Наступило молчание. Молчание, нарушаемое лишь тихим бормотанием моря.
Через некоторое время Эвери сказал:
— Ладно, пошли за бревнами. Надо побольше успеть до темноты.
Барбара собрала тарелки:
— Да, сэр, можно мы искупаемся, пока вас нет?
Эвери заколебался.
— Нет, — ответил он, — пока нет. Я подумаю об этом завтра. Черт побери, слишком о многом придется задумываться,
ГЛАВА 9
Стемнело быстро, как в тропиках. С ужином — на этот раз только фрукты — покончили быстро, и ограда, какая-никакая, была установлена.
Ласковый и приветливый мир в одно мгновенье исчез, море, казалось, поглотило солнце. Прохладный ветер шелестел в деревьях. И вместе с ним невидимой волной накатывали сумерки и мрак.
Из скрепленных кое-как бревен им удалось соорудить изгородь высотой около трех футов. Она огораживала пространство в несколько квадратных ярдов — две палатки и четверых людей, сидящих у костра. Она огораживала уютный маленький мирок внутри чужого, полного опасностей мира.
Эвери смотрел на своих товарищей и спрашивал себя: чувствуют ли они себя такими же одинокими и покинутыми, как он? За день им нужно было так много решить, так много сделать, что они не могли дать волю собственным мыслям и чувствам.
Яркий свет дня, казалось, окутывал их уютным покрывалом, — и вот это покрывало сдернули, и теперь они остро ощущали свою беззащитность.
Появились звезды. Чужие звезды. Звезды иной галактики, а может, другой части Нашей Галактики. Наша Галактика — как высокомерно это звучит! Отзвук тех древних времен, когда человек был привязан к единственному месту во Вселенной, жил в своем уютном мирке, который считал центром мироздания, — единственное любимое дитя у Господа.
Но, может быть, у Бога много детей, и некоторые из них делают таинственные кристаллы или еще что-нибудь…
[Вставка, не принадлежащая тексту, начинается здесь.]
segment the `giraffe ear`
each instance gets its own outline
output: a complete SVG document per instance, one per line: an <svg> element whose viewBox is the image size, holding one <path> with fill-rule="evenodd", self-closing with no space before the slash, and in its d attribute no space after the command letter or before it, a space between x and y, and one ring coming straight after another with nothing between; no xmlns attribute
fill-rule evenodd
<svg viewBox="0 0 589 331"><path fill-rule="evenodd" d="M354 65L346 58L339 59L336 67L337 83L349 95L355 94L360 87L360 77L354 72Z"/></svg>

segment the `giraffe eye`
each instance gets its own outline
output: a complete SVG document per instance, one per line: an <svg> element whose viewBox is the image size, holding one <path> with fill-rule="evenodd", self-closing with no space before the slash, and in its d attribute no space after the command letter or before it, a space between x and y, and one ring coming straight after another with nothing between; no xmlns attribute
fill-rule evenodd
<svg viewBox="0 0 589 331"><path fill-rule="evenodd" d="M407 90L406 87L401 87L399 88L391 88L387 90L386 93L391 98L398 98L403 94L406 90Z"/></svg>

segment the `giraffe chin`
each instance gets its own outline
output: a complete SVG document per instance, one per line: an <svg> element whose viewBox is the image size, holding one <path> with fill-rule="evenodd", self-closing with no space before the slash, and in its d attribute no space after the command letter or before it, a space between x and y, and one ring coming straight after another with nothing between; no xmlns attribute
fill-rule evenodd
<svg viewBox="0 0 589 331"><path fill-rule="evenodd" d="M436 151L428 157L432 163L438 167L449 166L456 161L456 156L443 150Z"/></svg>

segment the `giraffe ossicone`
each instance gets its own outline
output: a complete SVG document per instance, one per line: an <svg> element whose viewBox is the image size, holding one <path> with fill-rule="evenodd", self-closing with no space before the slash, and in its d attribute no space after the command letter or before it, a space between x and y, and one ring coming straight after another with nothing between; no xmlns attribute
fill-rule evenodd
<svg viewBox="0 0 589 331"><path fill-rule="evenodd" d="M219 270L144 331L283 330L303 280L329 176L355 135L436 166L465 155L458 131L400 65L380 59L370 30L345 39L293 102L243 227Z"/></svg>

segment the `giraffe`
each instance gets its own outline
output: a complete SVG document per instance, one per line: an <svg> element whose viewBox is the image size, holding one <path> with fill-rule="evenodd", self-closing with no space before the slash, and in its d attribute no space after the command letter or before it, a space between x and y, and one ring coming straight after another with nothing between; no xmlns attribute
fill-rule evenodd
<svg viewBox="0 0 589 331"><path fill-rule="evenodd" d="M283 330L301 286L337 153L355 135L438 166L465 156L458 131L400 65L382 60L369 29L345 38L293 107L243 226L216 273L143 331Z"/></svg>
Во всяком случае, эти звезды ничуть не менее красивы оттого, что незнакомы. Они сияли холодно и безучастно. Но это придавало им особую прелесть — в них чувствовалась какая-то предельная отрешенность. Водородные бомбы, лондонские зимы, людские страхи и надежды и даже звездные похищения превращались в ничто рядом с этими сверкающими иглами, пронизывающими вечность.
Эвери почувствовал, что не может больше рассуждать в столь непостижимых категориях. Он способен принять это как факт — как его уже раньше заставили принять то, что произошло, — но чувства его восставали против всего происходящего. До Лондона, наверное, многие световые годы. Само по себе это, конечно, не имеет значения. Для них это все равно что сотни или тысячи миль за морем. Так далеко, что невозможно вообразить.
И для того чтобы продолжать жить, он не мог примириться с тем, что Лондон, как место и как символ всего, что ему дорого, перестал существовать. Умом он понимал, что шанс увидеть Лондон — или Землю — ничтожно мал. Но ему все еще слышался грохот метро, ритм города пульсировал в его крови. Он спрашивал себя, как же так получилось, что он, совсем потерявший всякую надежду — не конкретную надежду, а смутную, неясную, — вдруг неожиданно снова обрел ее в этом незнакомом мире. Впервые он с удивлением ощутил человечество как одну большую семью. Он ясно чувствовал себя ребенком, затерянным далеко от дома. Но он не был совсем отрезан от человечества: он не один, с ним еще трое людей. Глядя на них, он спрашивал себя, о чем они думают.